Extractivism is a violent, disruptive form of accumulation – it has destroyed previous modes of production with millions of people being deprived of land, water and their modes of subsistence.

These were among the observations made by participants at a People’s Dialogue seminar focussing on exctractivism as a mode of capital accumulation. The two-day event, held in Cape Town in March, brought together a range of activists from different parts of Southern Africa and Latin America. The main host in South Africa was TCOE.

Professor Edgardo Lander, a fellow of the Transnational Institute (TNI), from Venezuela pointed out that extractivism is an “imperial” capitalist model, as well as a model of consumption. He noted that “certain conditions are created where extractivism is central and becomes difficult to imagine any other way.”

“The only fields in which countries of the Global South have competitive advantage are natural resources and thus extractivism has been seen by South governments (whether left or right-wing) as the only path to finance development policies and projects, regardless of the socio and environmental consequences.
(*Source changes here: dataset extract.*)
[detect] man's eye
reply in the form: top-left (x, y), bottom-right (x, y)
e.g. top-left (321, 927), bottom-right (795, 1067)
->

They also make people believe that there is no other alternative towards development.”

“We are facing a crisis of a civilisation that is destroying life itself, based on the logic of permanent accumulation: there is a contradiction between the reproduction of capital and the reproduction of life”
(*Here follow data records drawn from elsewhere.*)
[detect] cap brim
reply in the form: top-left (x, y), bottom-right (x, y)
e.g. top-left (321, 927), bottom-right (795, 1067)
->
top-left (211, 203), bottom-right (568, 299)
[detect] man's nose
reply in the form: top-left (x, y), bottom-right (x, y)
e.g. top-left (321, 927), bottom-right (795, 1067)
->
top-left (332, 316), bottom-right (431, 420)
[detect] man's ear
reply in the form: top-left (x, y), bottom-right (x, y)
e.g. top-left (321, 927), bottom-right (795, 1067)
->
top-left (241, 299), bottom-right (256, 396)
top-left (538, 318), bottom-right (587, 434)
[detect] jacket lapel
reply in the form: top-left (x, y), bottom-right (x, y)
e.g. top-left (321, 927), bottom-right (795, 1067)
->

The event explored extractivism in the context of mining, fishing, agriculture and forestry.

Mining, which encompasses gas, oil and mineral mining, involves different legal instruments in conceding mining licences, the appropriation of land, water and the environment and the transfer of property rights as local populations are dispossessed.

In the context of agriculture, even though 70% of the world\’s population source their food from small-scale farmers and fishers, these small-scale produces are increasingly under ecological pressure, losing access to land, water, livelihoods, biological diversity and more and more being linked to high technology production.

Mariam Mayet from Africa Centre for Biodiversity in South Africa warned that “industrial agricultural corporates have taken over knowledge production, enforce intellectual property rights and have taken out patents on life, seeds and agricultural inputs and technology.”

“We are entering a very difficult period with greater concentration of ownership and power over food production and costs”, she adds.

Reflecting on how the model of extractivism has impacted on fishing, Jackie Sunde from the University of Cape Town, narrated a pattern of dispossession, where people\’s traditional fishing activities are criminalised or they are removed from their traditional and spiritual homes. This comes amid a narrative of conservation – to protect marine stocks or the eco-system – and a greater push for marine protected areas (MPAs) resulting in private coastal enclaves and coastal tourism.

However, she warns that “women bear the brunt of these shifts.”

“As government allocations diminish, men push women out alleging fishing is traditionally a male activity. Women are also excluded from traditional activities such as sea weed collection,” she noted.

Similar to agriculture, fishing is seeing the introduction of new technologies, spatial planning and marginalisation of traditional knowledge and practices. In addition, the drive is to impose individual fishing rights rather than community fishing rights.

Roger Domingo from  Southern Cape Land Committee (SCLC) in South Africa observed that what was happening in forestries was very similar to what was happening in fisheries. Forestry communities grew as a result of becoming workers in the forests, but in the Southern Cape regions, communities have been resisting their removal from forests.

Among the lessons that emerged from the People’s Dialogue was the need for interventions before “development” started.

Activists and communities also need to conduct extensive research of their own, so as to know more than the government and also be familiar with information gathered by appointed consultants and be able to point out contradictions.

Organisation and actions must be conducted at all levels, including on the legal side.

As a movement against extractivism, we will also need concrete examples of resistance. These are ways to inspire people and a movement.

The meeting proposed that the People’s Dialogue arrange a special Assembly on Extractivism to create conditions for greater dialogues. It was proposed that this assembly be held in South Africa in August in 2018, to coincide with the anniversary of the Marikana massacre.

Following our aim to socialize updated information and insights from struggles on the ground, our intention is to publish bi-monthly. Please note that while we are building our own People’s Dialogue website, we will publish our articles on the Rural Women’s Assembly blog.